In onze vorige blog ging het uitgebreid over zelfsturing en de verschillende stappen die je als bedrijf kan doorlopen om steeds meer zelfsturend te worden. Maar werkt dat zelfsturing nu eigenlijk wel? 

Die vraag krijgen wij vaak om onze oren. Er zijn denk ik meerdere antwoorden mogelijk, afhankelijk van wat je belangrijk vindt. Sommigen stellen die vraag vanuit de financiële hoek: kun je er een financieel gezond bedrijf meebouwen dat (snel) groeit? Anderen kijken er naar vanuit werkgeluk. Is het nou echt zo prettig werken? Dit werkt toch niet voor iedereen? En een laatste groep is vooral benieuwd naar de excessen. Leuk die verantwoordelijkheid: maar wordt daar niet heel veel misbruik van gemaakt?

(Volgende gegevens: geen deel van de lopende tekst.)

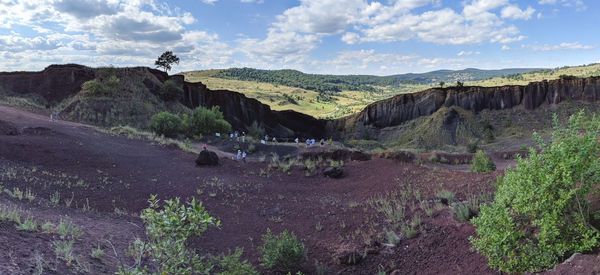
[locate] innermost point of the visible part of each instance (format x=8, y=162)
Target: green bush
x=102, y=86
x=166, y=124
x=168, y=230
x=472, y=147
x=540, y=213
x=482, y=163
x=206, y=121
x=170, y=90
x=283, y=251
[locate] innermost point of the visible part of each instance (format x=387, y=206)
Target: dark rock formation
x=242, y=111
x=333, y=172
x=207, y=158
x=54, y=83
x=405, y=107
x=8, y=129
x=337, y=154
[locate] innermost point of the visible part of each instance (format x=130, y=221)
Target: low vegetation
x=168, y=228
x=541, y=210
x=283, y=251
x=482, y=163
x=166, y=124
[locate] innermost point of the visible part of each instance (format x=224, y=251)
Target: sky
x=382, y=37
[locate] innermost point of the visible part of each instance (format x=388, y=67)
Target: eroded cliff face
x=402, y=108
x=54, y=83
x=242, y=111
x=59, y=82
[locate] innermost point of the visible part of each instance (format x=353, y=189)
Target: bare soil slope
x=109, y=178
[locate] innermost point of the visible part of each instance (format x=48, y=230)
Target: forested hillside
x=367, y=83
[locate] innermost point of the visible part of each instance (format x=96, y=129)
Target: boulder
x=333, y=172
x=207, y=158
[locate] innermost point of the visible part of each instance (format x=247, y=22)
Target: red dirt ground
x=113, y=175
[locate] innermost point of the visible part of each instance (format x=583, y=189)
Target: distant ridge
x=368, y=83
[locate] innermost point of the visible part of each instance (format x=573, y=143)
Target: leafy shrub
x=461, y=211
x=281, y=251
x=233, y=265
x=206, y=121
x=170, y=90
x=540, y=212
x=482, y=163
x=101, y=86
x=168, y=230
x=472, y=147
x=166, y=124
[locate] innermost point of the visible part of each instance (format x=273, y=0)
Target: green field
x=281, y=97
x=346, y=102
x=524, y=79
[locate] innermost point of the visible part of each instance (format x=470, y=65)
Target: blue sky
x=321, y=36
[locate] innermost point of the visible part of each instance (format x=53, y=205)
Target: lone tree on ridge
x=165, y=60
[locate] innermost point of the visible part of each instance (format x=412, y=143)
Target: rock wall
x=402, y=108
x=242, y=111
x=54, y=83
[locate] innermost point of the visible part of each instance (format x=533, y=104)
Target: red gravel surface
x=111, y=178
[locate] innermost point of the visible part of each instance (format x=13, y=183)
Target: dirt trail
x=113, y=174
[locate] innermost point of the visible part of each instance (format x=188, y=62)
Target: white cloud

Is zelfsturend werken wel zo leuk?

Allereerst het menselijke vlak: is het leuk? Het eerlijke antwoord is ja en nee. Zelfsturing past nu eenmaal niet bij iedereen. Er zijn heel veel mensen die goed gedijen bij een gestructureerde werkomgeving met een duidelijke hiërarchie. Iemand die van bovenaf vertelt: dit en dit moet je doen. We hebben zelf ook ervaring met mensen die bij ons werkten, maar dat na een tijdje bleek dat ze bij ons niet op hun plek zaten. No hard feelings, het past of het past niet.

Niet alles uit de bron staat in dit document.